The Egyptian parliament has extended the decades-long emergency lawthat was put in place after the assasination of Anwar Sadat, the late Egyptian president, almost 30 years ago.

The government has decided to ease some of those original restrictions, although the law would still apply to terror and drugs cases.

Analysts argue that the latest step is a legal ploy that masks the law’s violation of basic human rights.

The following is a list of arrests made under the emergency law this year:

May 4Egyptian police search the home of Muslim brotherhood leaders Gamal Heshmat and Ossama Suleiman, in a “planned ambush” following their surprise arrest in the northern city of Damanhour. The leaders were calling for democratic reforms.   

April 28 – An Egyptian court convicts 26 men of planning terrorist attackson ships and tourist sites. The men, given prison terms of various lengths – some with hard labour – are accused of working for the Hezbollah, the Lebanon-based Shia group.
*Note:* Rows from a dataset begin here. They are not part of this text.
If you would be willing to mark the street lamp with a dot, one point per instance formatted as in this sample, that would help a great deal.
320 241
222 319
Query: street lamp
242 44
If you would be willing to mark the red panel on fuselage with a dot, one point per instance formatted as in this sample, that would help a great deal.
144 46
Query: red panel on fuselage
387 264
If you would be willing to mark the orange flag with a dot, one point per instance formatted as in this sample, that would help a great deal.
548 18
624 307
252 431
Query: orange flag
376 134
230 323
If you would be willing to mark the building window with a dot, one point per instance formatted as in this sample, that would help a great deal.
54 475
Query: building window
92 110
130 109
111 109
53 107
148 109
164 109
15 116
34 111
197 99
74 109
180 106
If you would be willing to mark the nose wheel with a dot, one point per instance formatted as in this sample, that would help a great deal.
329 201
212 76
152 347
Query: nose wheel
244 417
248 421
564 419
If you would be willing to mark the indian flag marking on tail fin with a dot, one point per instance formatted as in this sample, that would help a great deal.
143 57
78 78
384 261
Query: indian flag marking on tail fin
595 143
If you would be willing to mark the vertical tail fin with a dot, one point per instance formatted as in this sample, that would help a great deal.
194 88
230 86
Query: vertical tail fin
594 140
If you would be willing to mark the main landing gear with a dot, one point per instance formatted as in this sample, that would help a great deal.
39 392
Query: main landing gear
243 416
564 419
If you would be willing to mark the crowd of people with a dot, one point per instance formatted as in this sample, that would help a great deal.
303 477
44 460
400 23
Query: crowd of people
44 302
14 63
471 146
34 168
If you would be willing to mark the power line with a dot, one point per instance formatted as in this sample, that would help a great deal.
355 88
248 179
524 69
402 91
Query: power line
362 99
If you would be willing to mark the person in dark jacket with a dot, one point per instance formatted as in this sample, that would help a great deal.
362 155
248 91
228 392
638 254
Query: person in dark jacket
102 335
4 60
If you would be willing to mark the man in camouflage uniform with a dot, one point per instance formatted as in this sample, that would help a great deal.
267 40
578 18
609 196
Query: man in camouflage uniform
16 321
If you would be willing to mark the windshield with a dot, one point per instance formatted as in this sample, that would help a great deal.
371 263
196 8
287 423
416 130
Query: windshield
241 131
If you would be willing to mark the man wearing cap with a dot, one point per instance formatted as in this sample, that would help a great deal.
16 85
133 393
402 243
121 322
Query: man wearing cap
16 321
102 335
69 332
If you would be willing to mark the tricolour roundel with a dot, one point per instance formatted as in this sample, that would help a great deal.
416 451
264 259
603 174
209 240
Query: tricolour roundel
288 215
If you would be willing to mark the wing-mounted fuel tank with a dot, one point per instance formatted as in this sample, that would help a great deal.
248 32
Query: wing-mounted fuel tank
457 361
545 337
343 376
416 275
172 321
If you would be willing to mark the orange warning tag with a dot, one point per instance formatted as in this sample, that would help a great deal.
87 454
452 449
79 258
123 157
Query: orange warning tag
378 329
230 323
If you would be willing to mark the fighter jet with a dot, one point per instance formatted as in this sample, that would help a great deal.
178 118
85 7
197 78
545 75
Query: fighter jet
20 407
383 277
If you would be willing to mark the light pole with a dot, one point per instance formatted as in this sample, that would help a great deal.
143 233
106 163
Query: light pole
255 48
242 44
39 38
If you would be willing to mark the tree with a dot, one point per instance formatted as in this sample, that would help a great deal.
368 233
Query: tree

April 6 – More than 90 people are detained in Cairo for taking part in demonstrations calling for political reform. Many protestors are beaten and kicked. Ayman Nour, the former presidential candidate, and several members of his al-Ghad political party are reportedly assaulted and prevented from leaving the party’s offices in central Cairo.

March 15 – Egyptian police arrest 15 students at Cairo University for taking part in anti-Israeli demonstrations. A security official says that the detainees are associated with the banned opposition group, the Muslim Brotherhood.

March 12 – Muslim Brotherhood leaders are arrested from their homes, 53 protestors are arrested outside Abu Magda Mosque in Al-Ismaliya and 70 more in Maidan al-Sharqiya, of which eight are women, following demonstrations against the lockdown of al-Aqsa Mosque in Jerusalem by Israeli forces.

Feburary 8 – Mahmoud Ezzat, the Islamic Brotherhood’s newly elected deputy leader, and two other members of the group’s guidance council – identified as Essam el-Erian and Abdul-Rahman el-Bir – are arrested for “engaging in banned political activity”.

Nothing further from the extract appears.